Williams. My made-up last name finally came to me. I counted the plants in the room. Four. The floorboards from the desk to the front door. Fifteen. Closing my eyes, I pictured the ocean stretched out the color of fresh-polished silver, the white froth on it, light scattering everywhere. I saw myself jumping a wave. T. Ray held my hand, pulling me up and over. I had to concentrate so hard to make this happen. Thirty-two names for love. Was it unthinkable he could speak one of them to me, even the one reserved for lesser things like peanuts in your Coke? Was it so out of the question that T. Ray knew I loved the color blue? What if he was home missing me, saying, Why oh why didn’t I love her better? Miss Lacy’s telephone sat right there on her desk. I picked up the receiver and dialed 0 for operator.

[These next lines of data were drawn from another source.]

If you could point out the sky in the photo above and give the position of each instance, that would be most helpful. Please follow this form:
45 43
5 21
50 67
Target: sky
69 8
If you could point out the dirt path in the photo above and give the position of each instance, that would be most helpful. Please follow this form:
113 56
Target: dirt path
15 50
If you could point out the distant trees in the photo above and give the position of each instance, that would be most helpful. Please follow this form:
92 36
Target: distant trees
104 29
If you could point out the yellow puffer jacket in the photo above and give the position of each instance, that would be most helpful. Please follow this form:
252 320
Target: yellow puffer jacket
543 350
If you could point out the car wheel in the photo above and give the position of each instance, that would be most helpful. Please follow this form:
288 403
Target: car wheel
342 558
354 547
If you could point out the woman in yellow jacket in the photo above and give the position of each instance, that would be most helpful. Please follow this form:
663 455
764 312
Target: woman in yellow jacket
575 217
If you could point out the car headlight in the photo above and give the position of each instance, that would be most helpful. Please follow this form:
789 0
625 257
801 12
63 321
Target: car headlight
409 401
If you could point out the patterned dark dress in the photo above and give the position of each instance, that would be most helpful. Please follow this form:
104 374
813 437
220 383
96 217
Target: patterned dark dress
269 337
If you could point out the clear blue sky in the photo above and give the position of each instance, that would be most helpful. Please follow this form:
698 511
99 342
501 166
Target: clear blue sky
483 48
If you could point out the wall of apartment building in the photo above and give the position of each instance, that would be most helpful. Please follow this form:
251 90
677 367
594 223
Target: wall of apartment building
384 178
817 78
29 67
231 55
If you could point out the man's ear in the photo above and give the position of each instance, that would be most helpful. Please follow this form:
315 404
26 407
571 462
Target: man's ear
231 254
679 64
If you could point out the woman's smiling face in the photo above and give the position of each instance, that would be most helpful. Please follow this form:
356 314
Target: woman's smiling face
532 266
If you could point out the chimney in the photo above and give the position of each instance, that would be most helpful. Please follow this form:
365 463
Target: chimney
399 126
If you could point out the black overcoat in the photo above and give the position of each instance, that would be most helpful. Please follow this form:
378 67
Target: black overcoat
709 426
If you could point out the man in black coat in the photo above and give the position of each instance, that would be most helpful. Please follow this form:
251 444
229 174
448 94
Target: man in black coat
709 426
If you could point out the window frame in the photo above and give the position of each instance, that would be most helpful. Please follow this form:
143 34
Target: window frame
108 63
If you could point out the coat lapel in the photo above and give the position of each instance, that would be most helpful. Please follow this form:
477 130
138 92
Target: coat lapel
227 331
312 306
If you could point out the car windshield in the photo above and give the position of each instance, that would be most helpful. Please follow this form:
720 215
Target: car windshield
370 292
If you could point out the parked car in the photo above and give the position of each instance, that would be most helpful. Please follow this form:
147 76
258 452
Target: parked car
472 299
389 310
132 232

‘I am making a collect call,’ I told her, and gave her the number. Almost faster than I would’ve believed, I heard the phone in my house ringing. I stared down the hallway at the closed door and counted the rings. Three, four, five, six.
‘Hello.’
His voice caused my stomach to pitch into my throat. I was unprepared for the way it buckled my knees. I had to sit down in Miss Lacy’s chair spraddle-legged.
‘I have a collect call from Lily Owens,’ the operator said.
‘Will you accept the charge?’
‘You’re goddamn right I’ll accept it,’ he said. Then, without waiting for me to say P-turkey, he launched right in.
‘Lily, where the hell are you?’
I had to hold the phone from my eardrum for fear of him rupturing it.
‘T. Ray, I’m sorry I had to leave, but—’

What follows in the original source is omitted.